Performance Replication, on the other hand, is a way to extend Vault services to additional regions, or even on-premises, and have the cluster service its local clients. Similar to DR Replication, Performance Replication mirrors the configuration and static secrets from the primary cluster, however, it does not replicate the tokens and leases, requiring local clients to authenticate with the local cluster to obtain leases and tokens. Performance Replication also detects any writes to Vault and forwards them to the Primary cluster. The resulting benefit is a local Vault cluster that can service all Vault reads, allowing faster queries and less network traffic between regions. From an AWS perspective, Performance Replication is generally used to extend Vault functionality across accounts, VPCs, or regions for high availability or to provide scale-out capacity for any heavy read workloads. Reduced network traffic between regions and VPCs, especially through a transit VPC, can reduce outbound network charges on monthly AWS bills. Design considerations for Performance Replication include:
- Place Performance Replicated clusters near applications that it will service (i.e., same region, same VPC, same Availability Zones, etc.).
- A separate Route53 DNS should be used for communication to the Performance Replicated cluster and should be used heavily by applications needing read-only access.
- To reduce outbound network traffic, use Mount Filters to limit the secrets that need to be replicated to the secondary cluster, where applicable. Mount Filters can be used to satisfy GDPR requirements as well.
- Performance Replicated clusters require appropriate access across the AWS infrastructure to create dynamic secrets, communicate with AWS APIs, and access additional resources for all secret engines enabled.

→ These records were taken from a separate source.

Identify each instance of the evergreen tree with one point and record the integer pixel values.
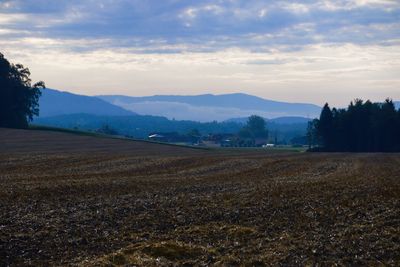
(19, 100)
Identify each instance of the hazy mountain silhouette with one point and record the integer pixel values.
(53, 103)
(210, 107)
(280, 120)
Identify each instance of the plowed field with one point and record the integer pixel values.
(67, 199)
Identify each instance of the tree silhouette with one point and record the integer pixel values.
(362, 127)
(19, 99)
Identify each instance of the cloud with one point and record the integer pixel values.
(276, 49)
(228, 23)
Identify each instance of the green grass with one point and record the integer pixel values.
(94, 134)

Last but not least, HashiCorp recently released functionality for Performance Standby nodes. Similar to Performance Replication clusters, Performance Standby nodes can locally service read-only requests to clients while transparently forwarding write-requests to the Primary. Within AWS, this can be used to easily horizontally scale read-only requests rather than having to scale-up the primary node. A few design practices to consider when deploying Performance Standby nodes:
- Provision Performance Standby nodes as close to the application it will be servicing (same subnet, same VPC, same Availability Zone, same region).
- Create separate Route53 DNS record to direct read heavy applications to use the Performance Standby nodes. An alternative would be to build logic into the application to use the Performance Standby for reads and the primary cluster address for writes or updates.

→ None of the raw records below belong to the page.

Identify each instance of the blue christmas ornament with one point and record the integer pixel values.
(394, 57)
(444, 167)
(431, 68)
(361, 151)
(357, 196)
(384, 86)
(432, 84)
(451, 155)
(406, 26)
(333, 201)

- Performance Standbys are still Standby nodes, therefore provision in Availability Zones where existing nodes do not reside, where applicable.
While ensuring Vault services are highly available, it’s equally as important to ensure the storage backend is highly available as well. Many of the same practices listed above should also be used to provision HashiCorp Consul across multiple regions, accounts, VPCs, and subnets to ensure its availability. In addition, architects can make use of Consul Enterprise features such as Redundancy Zones and Enhanced Read Scalability to help ensure Consul is always available in the event of Availability Zone or Regional failure. Using AWS best practices for high availability, along with knowledge on HashiCorp Vault and Consul, it’s simple to see how the combination of AWS services and Vault Enterprise features can be used to ensure Vault is highly available to the organization as it becomes a critical service to the IT organization.